But she didn’t regret giving in to Cooper’s request that she move downstairs. It would be arrogance on her part to say she did. And, to be fair, after their talk-and-make-up that morning he’d been on his best behaviour. So much so, she’d begun to wonder whether miracles did happen and destiny had in fact shone its light on them both.

But it was early days yet. Surely a leopard didn’t change its spots? A man of Cooper’s determined and uncompromising character didn’t turn over a new leaf overnight. Each day when they said goodnight, and she curled up in her bed alone, she told herself, Wait a little longer and the bombshells will start falling again.

Every day she waited for the former Cooper to return. Every day she waited for the sparring to begin again. And every day that passed without a sighting, she found herself believing and caring a little more.

Whistling, Cooper returned with two bottled waters. He set one upon the waist-high fence and, smiling at a meerkat’s pointed little face and alert upright posture, unscrewed the other bottle and handed it over.

Sipping on her water, Sophie wondered again at Cooper’s newfound restraint with regard to trying to seduce her. Was this self-discipline part of a calculated game to have her crumple beneath the incessant craving and beg him to take her in his arms?

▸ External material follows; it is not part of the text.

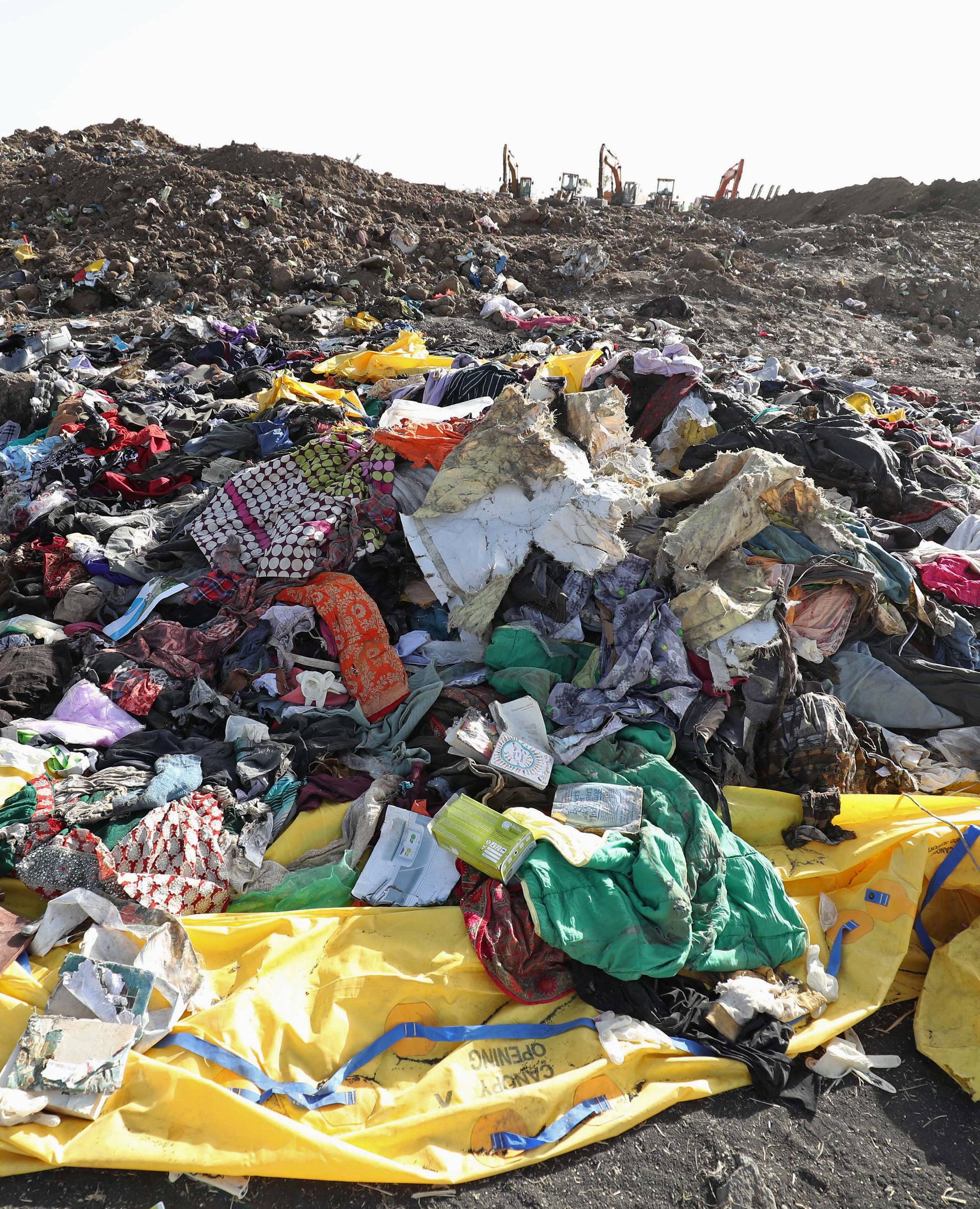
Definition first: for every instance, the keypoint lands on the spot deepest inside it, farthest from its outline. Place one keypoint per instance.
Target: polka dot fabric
(282, 514)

If that were indeed the case, all she could say was … it was working. Whenever he smiled that certain sexy way, or strode around in front of her in nothing more than a towel and foam upon his face, she had to call her body to heel. Unfortunately it never listened.

After removing his baseball cap, Cooper swiped the bottle’s condensation over his brow. The winter sky was a perfect dome of saturated blue, and the temperature had been delectable—though it was dropping now the afternoon was fading.

After quenching her thirst, she recapped her bottle, and Cooper turned for her to slot it into the khaki knapsack slung over his back. ‘We should visit the kangaroo park next,’ she said. The last stop on today’s busy agenda.

She adored the clean, open atmosphere of Taronga Park. More so, she loved that endangered species like the Asian elephant and Nepal’s Red Panda were being cared for here.

He checked the time. ‘Then we’d better get a move on. They’ll be closing soon.’

They meandered down a gently winding bitumen slope, Cooper keeping a half-step ahead—Sophie suspected in case she stumbled or tripped.

He snapped a digital pic of a massive croc grinning around a mouthful of jagged teeth. Showing her the shot, he asked, ‘Any update from the infamous Mr Myers this week?’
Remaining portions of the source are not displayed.